Un peu plus tôt dans la journée, le chef du Nouveau Parti démocratique a maintenu que son caucus québécois pourrait compter des membres de plus suite aux élections du 14 octobre. À Montréal entre autres, les candidats Daniel Breton, dans Jeanne-Le Ber, et Anne Lagacé-Dowson, dans Westmount-Ville-Marie, ont selon lui « de bonnes chances de remporter leur circonscription. » Accompagnant son chef au Marché Atwater, cette dernière a soutenu pour sa part qu’elle sentait que l’électorat penchait désormais en faveur des néo-démocrates. « Les gens savent que nous sommes le seul parti à tenir un véritable discours progressiste. »
Dans un rassemblement au Club Soda plus tard en soirée, le chef du NPD a dit qu’il privilégiait un fédéralisme flexible et asymétrique qui respecterait les champs de compétence du gouvernement québécois. Il s’en est pris par la suite aux chefs des autres partis de l’opposition en les accusant de s’opposer à M. Harper au Québec tout en le soutenant au Parlement. « Gilles Duceppe a voté pour deux budgets de Stephen Harper qui ont laissé les familles de côté en donnant des milliards aux banques et aux pétrolières On ne peut pas se présenter contre Stephen Harper au Québec et le soutenir à Ottawa. », a-t-il lancé à l’endroit du chef bloquiste. M. Layton a rappelé du même souffle que le Stéphane Dion avait lui aussi appuyé Stephen Harper pas moins de 43 fois (sic) au Parlement. « Si vous ne pouvez pas faire votre travail comme chef de l’opposition, vous ne pouvez certainement pas faire le travail d’un premier ministre. », a-t-il conclu.
11 Oct
On a beaucoup parlé de la campagne libérale, de ses ratés et de son chef mais si la lecture des sondages est exacte, le grand perdant de cette élection devrait être le chef conservateur Stephen Harper.
Comprenons-nous bien : la performance de l’actuel premier ministre, quoique très ordinaire depuis le débat des chefs, n’est pas catastrophique. Dans la moyenne pour être exact. Mais ce n’est pas là -dessus qu’il sera jugé.
Les conservateurs, comme la majorité des mouvements de droite, veulent des résultats. Les coupures aux subventions dans le domaine culturel et dans le développement économique des régions sont des exemples bien réels de cette idéologie politique. Si le retour sur l’investissement n’est pas bon, on coupe ou on remodèle le programme. La logique peut tenir.
Stephen Harper a décidé d’utiliser un des échappatoires de sa propre loi sur les élections à date fixe pour se lancer dans une campagne électorale qui n’avait pour but que d’aller chercher les sièges manquants à une majorité conservatrice. L’opportunisme politique avec un grand O, quoique le seul reproche qu’on puisse lui faire est d’avoir voilé sciemment l’esprit de la loi qu’il a mis en place.

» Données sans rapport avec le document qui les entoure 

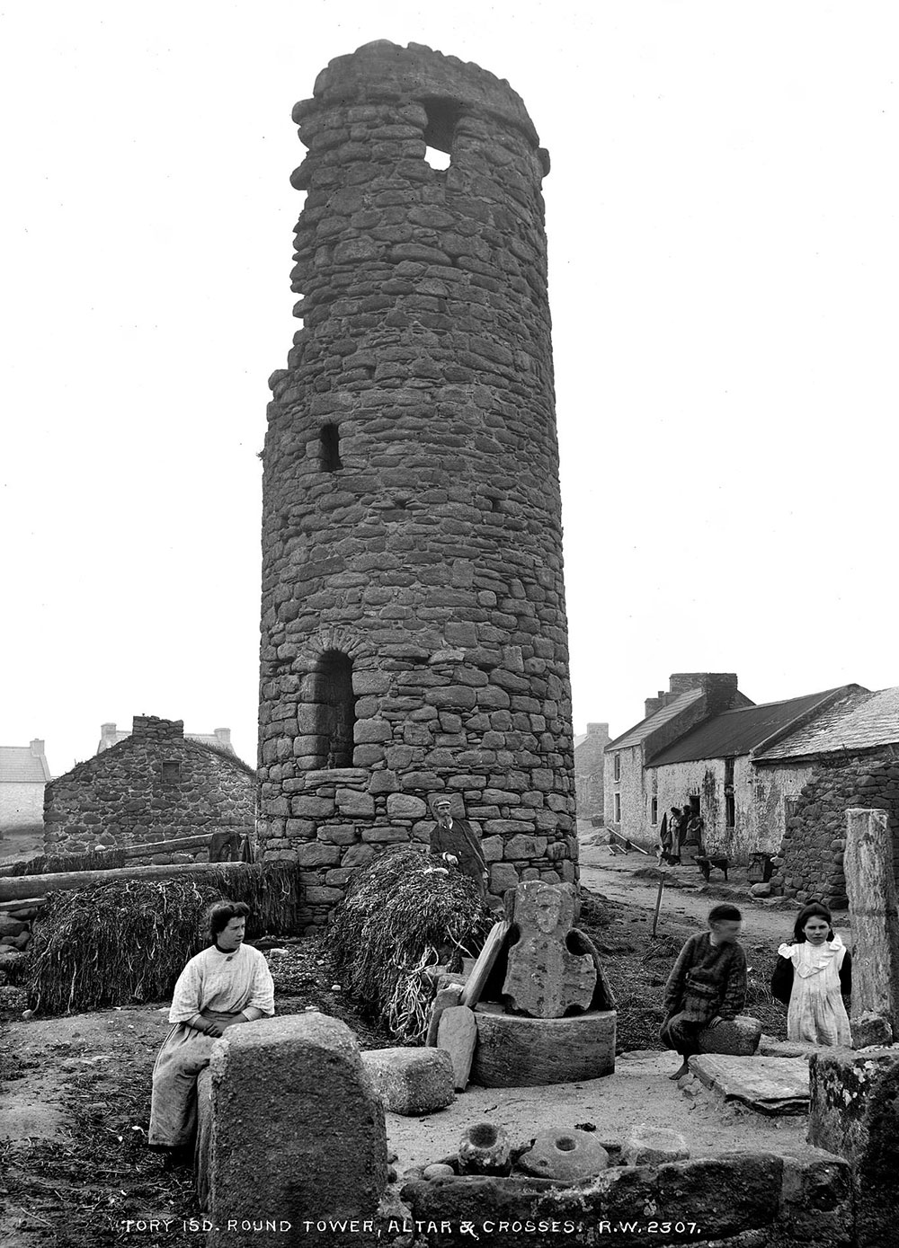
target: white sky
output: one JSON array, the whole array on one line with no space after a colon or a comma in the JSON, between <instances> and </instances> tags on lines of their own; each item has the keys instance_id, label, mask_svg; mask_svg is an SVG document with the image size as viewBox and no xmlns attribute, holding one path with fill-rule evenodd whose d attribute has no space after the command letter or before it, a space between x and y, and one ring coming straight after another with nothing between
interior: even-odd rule
<instances>
[{"instance_id":1,"label":"white sky","mask_svg":"<svg viewBox=\"0 0 899 1248\"><path fill-rule=\"evenodd\" d=\"M255 761L291 122L372 39L521 94L544 182L574 726L677 670L899 684L893 0L0 7L0 744Z\"/></svg>"}]
</instances>

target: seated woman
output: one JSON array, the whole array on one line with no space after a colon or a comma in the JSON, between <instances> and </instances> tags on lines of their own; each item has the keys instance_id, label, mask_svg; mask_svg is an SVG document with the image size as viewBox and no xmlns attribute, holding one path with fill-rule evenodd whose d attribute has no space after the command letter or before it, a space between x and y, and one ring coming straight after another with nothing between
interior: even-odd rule
<instances>
[{"instance_id":1,"label":"seated woman","mask_svg":"<svg viewBox=\"0 0 899 1248\"><path fill-rule=\"evenodd\" d=\"M227 1027L270 1018L275 985L257 948L243 943L250 906L220 901L209 915L212 943L177 978L169 1022L156 1057L150 1108L151 1148L186 1151L196 1133L196 1081Z\"/></svg>"},{"instance_id":2,"label":"seated woman","mask_svg":"<svg viewBox=\"0 0 899 1248\"><path fill-rule=\"evenodd\" d=\"M745 1005L747 961L737 943L743 917L727 902L708 912L708 931L690 936L678 953L664 991L661 1037L683 1058L671 1076L687 1075L687 1058L700 1052L698 1035L735 1018Z\"/></svg>"},{"instance_id":3,"label":"seated woman","mask_svg":"<svg viewBox=\"0 0 899 1248\"><path fill-rule=\"evenodd\" d=\"M788 1040L852 1045L844 1003L852 993L852 953L834 935L830 911L820 901L799 911L793 943L778 948L772 992L788 1007Z\"/></svg>"}]
</instances>

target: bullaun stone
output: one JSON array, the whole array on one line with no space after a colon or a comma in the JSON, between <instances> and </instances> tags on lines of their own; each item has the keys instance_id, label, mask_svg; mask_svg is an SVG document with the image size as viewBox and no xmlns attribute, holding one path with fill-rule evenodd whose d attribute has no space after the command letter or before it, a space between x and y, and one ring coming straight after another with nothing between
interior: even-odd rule
<instances>
[{"instance_id":1,"label":"bullaun stone","mask_svg":"<svg viewBox=\"0 0 899 1248\"><path fill-rule=\"evenodd\" d=\"M516 890L503 998L509 1010L533 1018L561 1018L572 1006L589 1010L597 972L593 958L566 943L574 917L574 890L567 884L528 880Z\"/></svg>"}]
</instances>

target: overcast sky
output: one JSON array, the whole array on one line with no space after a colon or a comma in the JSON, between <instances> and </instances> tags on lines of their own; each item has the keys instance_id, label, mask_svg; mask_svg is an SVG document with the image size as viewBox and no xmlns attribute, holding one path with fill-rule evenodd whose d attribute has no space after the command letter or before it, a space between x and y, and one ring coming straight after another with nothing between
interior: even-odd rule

Le résultat net, en date d’aujourd’hui, est que le Parti conservateur a fragilisé sa place à la Chambre des Communes. Après avoir créé de toutes pièces le personnage de Stéphane Dion, il a laissé les autres partis redéfinir son image. Il les a même aidés, par exemple avec sa position face à la situation économique mondiale. On ne se donne pas de chances lorsqu’on dit aux Canadiens d’investir dans la Bourse, alors que ceux-ci ne cherchent qu’à se faire rassurer. Pas plus qu’en présentant une plate-forme électorale (qui, malgré certains bons côtés, avait plutôt l’air d’un plan B fabriqué à la va-vite)… après le vote par anticipation.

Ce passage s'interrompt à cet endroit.